Excellent diversification

The 3 months correlation between Tait and Tai is -0.64. Overlapping area represents the amount of risk that can be diversified away by holding Tait Marketing Distribution and Tai Tung Communication in the same portfolio, assuming nothing else is changed. The correlation between historical prices or returns on Tai Tung Communication and Tait Marketing is a relative statistical measure of the degree to which these equity instruments tend to move together. The correlation coefficient measures the extent to which returns on Tait Marketing Distribution are associated (or correlated) with Tai Tung. Values of the correlation coefficient range from -1 to +1, where. The correlation of zero (0) is possible when the price movement of Tai Tung Communication has no effect on the direction of Tait Marketing i.e., Tait Marketing and Tai Tung go up and down completely randomly.
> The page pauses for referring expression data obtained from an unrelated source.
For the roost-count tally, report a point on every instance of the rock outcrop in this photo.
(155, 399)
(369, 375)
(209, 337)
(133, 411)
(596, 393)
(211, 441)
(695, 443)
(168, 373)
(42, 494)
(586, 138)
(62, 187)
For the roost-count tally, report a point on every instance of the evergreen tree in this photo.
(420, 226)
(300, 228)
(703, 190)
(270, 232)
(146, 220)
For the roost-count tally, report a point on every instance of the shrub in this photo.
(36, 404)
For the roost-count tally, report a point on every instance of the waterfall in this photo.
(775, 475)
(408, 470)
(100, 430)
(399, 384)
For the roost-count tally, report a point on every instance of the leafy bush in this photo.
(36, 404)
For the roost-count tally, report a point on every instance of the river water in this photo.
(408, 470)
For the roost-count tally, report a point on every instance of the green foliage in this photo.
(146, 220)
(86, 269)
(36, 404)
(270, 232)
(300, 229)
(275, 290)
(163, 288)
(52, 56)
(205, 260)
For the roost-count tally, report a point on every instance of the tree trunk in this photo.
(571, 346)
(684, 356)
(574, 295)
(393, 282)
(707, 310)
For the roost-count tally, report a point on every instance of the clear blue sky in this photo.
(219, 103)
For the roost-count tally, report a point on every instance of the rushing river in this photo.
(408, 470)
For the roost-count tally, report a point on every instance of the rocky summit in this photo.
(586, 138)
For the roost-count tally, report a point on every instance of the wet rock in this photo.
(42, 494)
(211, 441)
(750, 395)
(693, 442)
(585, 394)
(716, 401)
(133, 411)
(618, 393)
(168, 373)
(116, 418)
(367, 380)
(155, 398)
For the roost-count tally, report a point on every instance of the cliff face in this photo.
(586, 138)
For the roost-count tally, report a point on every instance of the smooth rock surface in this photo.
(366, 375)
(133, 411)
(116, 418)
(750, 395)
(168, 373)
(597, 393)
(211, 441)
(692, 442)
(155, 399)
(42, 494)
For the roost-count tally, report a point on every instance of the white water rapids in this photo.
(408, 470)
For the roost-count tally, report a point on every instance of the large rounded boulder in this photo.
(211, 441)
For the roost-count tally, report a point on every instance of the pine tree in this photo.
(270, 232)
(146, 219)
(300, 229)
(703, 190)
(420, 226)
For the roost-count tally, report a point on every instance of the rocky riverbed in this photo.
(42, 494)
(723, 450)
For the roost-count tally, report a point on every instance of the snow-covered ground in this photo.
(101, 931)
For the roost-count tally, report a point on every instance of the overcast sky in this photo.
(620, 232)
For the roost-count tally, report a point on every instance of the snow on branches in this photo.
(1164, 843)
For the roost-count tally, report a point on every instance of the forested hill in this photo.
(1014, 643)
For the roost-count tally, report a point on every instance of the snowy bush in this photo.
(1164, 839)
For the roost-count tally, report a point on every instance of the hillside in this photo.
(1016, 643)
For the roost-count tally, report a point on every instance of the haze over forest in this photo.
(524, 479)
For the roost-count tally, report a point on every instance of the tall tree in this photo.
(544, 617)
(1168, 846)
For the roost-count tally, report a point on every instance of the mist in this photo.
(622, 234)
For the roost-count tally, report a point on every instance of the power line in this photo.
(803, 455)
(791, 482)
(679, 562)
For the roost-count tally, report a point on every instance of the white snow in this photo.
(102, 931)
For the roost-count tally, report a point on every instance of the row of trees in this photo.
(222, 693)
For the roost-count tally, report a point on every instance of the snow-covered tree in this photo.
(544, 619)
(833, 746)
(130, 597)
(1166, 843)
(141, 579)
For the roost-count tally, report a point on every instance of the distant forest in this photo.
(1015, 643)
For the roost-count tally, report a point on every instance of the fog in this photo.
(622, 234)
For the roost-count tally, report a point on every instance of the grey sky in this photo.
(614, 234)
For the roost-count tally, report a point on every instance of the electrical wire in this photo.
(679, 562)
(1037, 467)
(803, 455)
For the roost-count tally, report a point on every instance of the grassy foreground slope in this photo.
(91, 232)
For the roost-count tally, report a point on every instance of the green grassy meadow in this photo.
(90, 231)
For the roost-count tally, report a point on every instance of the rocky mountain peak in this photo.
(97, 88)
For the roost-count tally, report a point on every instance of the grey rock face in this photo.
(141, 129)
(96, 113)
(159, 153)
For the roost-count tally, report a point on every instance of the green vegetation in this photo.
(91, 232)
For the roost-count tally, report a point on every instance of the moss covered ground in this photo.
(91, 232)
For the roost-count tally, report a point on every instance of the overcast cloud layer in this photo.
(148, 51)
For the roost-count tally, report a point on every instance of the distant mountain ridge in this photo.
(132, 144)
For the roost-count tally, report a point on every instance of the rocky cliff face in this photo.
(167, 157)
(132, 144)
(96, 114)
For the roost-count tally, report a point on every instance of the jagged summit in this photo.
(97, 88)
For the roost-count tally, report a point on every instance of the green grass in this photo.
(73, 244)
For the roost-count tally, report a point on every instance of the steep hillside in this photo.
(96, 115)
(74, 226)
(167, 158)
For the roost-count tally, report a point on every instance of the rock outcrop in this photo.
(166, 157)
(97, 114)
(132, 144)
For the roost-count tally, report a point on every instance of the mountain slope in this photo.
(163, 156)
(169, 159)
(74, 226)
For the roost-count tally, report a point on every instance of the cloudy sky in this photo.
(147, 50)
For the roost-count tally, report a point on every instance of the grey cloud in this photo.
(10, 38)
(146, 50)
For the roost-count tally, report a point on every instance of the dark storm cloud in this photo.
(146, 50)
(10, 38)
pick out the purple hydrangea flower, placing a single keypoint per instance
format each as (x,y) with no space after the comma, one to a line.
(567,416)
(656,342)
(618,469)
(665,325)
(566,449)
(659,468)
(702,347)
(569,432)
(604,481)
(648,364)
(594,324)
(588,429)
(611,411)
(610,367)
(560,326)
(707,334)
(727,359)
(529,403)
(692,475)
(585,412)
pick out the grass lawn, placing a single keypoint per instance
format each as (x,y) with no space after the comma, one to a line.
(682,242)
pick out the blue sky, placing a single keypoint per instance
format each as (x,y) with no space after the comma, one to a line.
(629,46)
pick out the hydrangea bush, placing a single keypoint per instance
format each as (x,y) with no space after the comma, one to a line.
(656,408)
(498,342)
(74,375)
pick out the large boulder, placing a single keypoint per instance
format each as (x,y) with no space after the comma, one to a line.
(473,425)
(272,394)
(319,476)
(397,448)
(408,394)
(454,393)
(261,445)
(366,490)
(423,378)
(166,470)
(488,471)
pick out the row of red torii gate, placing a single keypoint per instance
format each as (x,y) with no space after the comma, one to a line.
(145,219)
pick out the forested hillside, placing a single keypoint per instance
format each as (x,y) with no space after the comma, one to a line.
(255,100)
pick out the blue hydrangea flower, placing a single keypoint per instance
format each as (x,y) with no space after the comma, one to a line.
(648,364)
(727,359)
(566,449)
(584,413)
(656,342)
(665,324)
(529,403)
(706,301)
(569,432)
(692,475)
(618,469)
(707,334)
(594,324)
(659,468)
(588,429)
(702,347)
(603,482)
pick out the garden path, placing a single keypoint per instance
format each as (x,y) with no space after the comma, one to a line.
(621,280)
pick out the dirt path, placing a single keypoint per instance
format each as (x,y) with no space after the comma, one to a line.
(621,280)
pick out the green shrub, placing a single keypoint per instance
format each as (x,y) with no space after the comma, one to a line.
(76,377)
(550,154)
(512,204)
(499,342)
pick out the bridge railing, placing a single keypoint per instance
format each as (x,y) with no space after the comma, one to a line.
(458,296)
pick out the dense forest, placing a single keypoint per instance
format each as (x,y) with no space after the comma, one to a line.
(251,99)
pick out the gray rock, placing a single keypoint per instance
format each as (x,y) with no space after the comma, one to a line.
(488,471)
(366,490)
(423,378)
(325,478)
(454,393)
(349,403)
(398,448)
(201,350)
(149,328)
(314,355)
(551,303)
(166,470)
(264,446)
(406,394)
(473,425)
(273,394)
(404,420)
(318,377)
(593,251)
Pair Corralation between Tait Marketing and Tai Tung

Assuming the 90 days trading horizon Tait Marketing Distribution is not expected to generate positive returns. However, Tait Marketing Distribution is 3.26 times less risky than Tai Tung. It waists most of its returns potential to compensate for thr risk taken. Tai Tung is generating about -0.13 per unit of risk. If you would invest  3,975  in Tait Marketing Distribution on October 15, 2024 and sell it today you would lose (5.00) from holding Tait Marketing Distribution or give up 0.13% of portfolio value over 90 days.
Time Period3 Months [change]
DirectionMoves Against 
StrengthWeak
Accuracy100.0%
ValuesDaily Returns

Tait Marketing Distribution  vs.  Tai Tung Communication

 Performance 
       Timeline  
Tait Marketing Distr 

Risk-Adjusted Performance

0 of 100

 
Weak
 
Strong
Very Weak
Over the last 90 days Tait Marketing Distribution has generated negative risk-adjusted returns adding no value to investors with long positions. In spite of fairly stable basic indicators, Tait Marketing is not utilizing all of its potentials. The latest stock price fuss, may contribute to near-short-term losses for the sophisticated investors.
Tai Tung Communication 

Risk-Adjusted Performance

0 of 100

 
Weak
 
Strong
Very Weak
Over the last 90 days Tai Tung Communication has generated negative risk-adjusted returns adding no value to investors with long positions. In spite of weak performance in the last few months, the Stock's basic indicators remain fairly stable which may send shares a bit higher in February 2025. The latest fuss may also be a sign of long-term up-swing for the venture sophisticated investors.

Tait Marketing and Tai Tung Volatility Contrast

   Predicted Return Density   
       Returns  

Pair Trading with Tait Marketing and Tai Tung

The main advantage of trading using opposite Tait Marketing and Tai Tung positions is that it hedges away some unsystematic risk. Because of two separate transactions, even if Tait Marketing position performs unexpectedly, Tai Tung can make up some of the losses. Pair trading also minimizes risk from directional movements in the market. For example, if an entire industry or sector drops because of unexpected headlines, the short position in Tai Tung will offset losses from the drop in Tai Tung's long position.
The idea behind Tait Marketing Distribution and Tai Tung Communication pairs trading is to make the combined position market-neutral, meaning the overall market's direction will not affect its win or loss (or potential downside or upside). This can be achieved by designing a pairs trade with two highly correlated stocks or equities that operate in a similar space or sector, making it possible to obtain profits through simple and relatively low-risk investment.
Check out your portfolio center.
Note that this page's information should be used as a complementary analysis to find the right mix of equity instruments to add to your existing portfolios or create a brand new portfolio. You can also try the Equity Valuation module to check real value of public entities based on technical and fundamental data.